I can already see someone developing a WordPress plugin, or perhaps an update to Akismet, that utilizes PhishTank’s API to check commenters’ URLs to ensure they aren’t phishing sites. I must give the OpenDNS guys a thumbs up, PhishTank is an ingenious name requiring almost no explanation. Check it out and become part of the community by creating an account. If you still have questions, PhishTank has a mighty comprehensive FAQ. And if you’re still scratching your head as to what OpenDNS is, take a look at my post entitled OpenDNS Makes Your Internet Über.




Wow, that was fast! Thanks for the awesome write-up.
Since your blog is read by smart folks and smart folks might ask why we’re doing this I’ll just save them from wading through the FAQ:
From the FAQ: “OpenDNS is interested in having the best available information about phishing websites. However, phishing data is not a place to be competitive, and we believe that sharing this data freely (even with those who do not contribute) will benefit us all.”

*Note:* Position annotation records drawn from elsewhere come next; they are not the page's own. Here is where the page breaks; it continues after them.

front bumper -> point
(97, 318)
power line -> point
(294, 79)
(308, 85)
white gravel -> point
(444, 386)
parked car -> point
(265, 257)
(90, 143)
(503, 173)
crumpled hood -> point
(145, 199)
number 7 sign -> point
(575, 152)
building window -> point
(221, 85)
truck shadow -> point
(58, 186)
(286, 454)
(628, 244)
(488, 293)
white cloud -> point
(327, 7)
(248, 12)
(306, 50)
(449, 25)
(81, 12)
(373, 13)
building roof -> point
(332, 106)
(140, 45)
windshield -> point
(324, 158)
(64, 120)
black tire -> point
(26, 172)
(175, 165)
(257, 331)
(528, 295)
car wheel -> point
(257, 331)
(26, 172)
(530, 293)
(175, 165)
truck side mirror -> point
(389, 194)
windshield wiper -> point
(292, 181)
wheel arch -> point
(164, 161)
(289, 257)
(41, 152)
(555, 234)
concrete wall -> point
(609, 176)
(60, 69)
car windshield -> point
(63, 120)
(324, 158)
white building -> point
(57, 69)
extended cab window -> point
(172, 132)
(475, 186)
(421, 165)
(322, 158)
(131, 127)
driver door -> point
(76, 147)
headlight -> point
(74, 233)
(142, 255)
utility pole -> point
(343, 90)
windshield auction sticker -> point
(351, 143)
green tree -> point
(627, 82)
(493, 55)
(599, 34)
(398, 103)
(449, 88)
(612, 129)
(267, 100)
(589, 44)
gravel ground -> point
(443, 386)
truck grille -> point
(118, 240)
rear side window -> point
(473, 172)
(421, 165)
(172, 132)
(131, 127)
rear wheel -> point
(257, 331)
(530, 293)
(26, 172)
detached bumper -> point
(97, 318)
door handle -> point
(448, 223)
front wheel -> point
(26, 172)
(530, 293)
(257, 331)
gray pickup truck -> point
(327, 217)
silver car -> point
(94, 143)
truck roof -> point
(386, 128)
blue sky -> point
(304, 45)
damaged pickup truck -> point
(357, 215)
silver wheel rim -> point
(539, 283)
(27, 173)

Finally, we’re just getting started with the API, so we are definitely looking for functions and things to add. We’ll be doing that all week. We also hope to have a Thunderbird extension and outlook plug-in ready sometime this week (but it might take another weekend :-) ).
It’s an interesting user driven service that attempts to solve a nasty problem. I can’t wait to see a SpamAssassin plugin and email client plugins. I’ll be interested to see the stats on false positives, total positive hits, percent of phishing mails it hits, and such down the road. If it ends up having good accurancy and a very low occurance of false positives, it will end up being a valuable service. The service has a great interface and it will become much more useful once email plugins are available (as well as any number of applications where phishing is an issue). I’d love to see a “Submit to PhishTank” button next to the “Not Junk” button in messages flagged as junk in Mail.app.
That was good find paul.
I wish you can find some spyware and activx based virus installer sites.such sites should be included in that site as well.
Good work.Keep it up.
If PhishTank was free as in WordPress that would include downloading the source, which isn’t necessarily a good thing when it is is in some people’s interest to game the system.
This is a small point in an otherwise great article about a great service!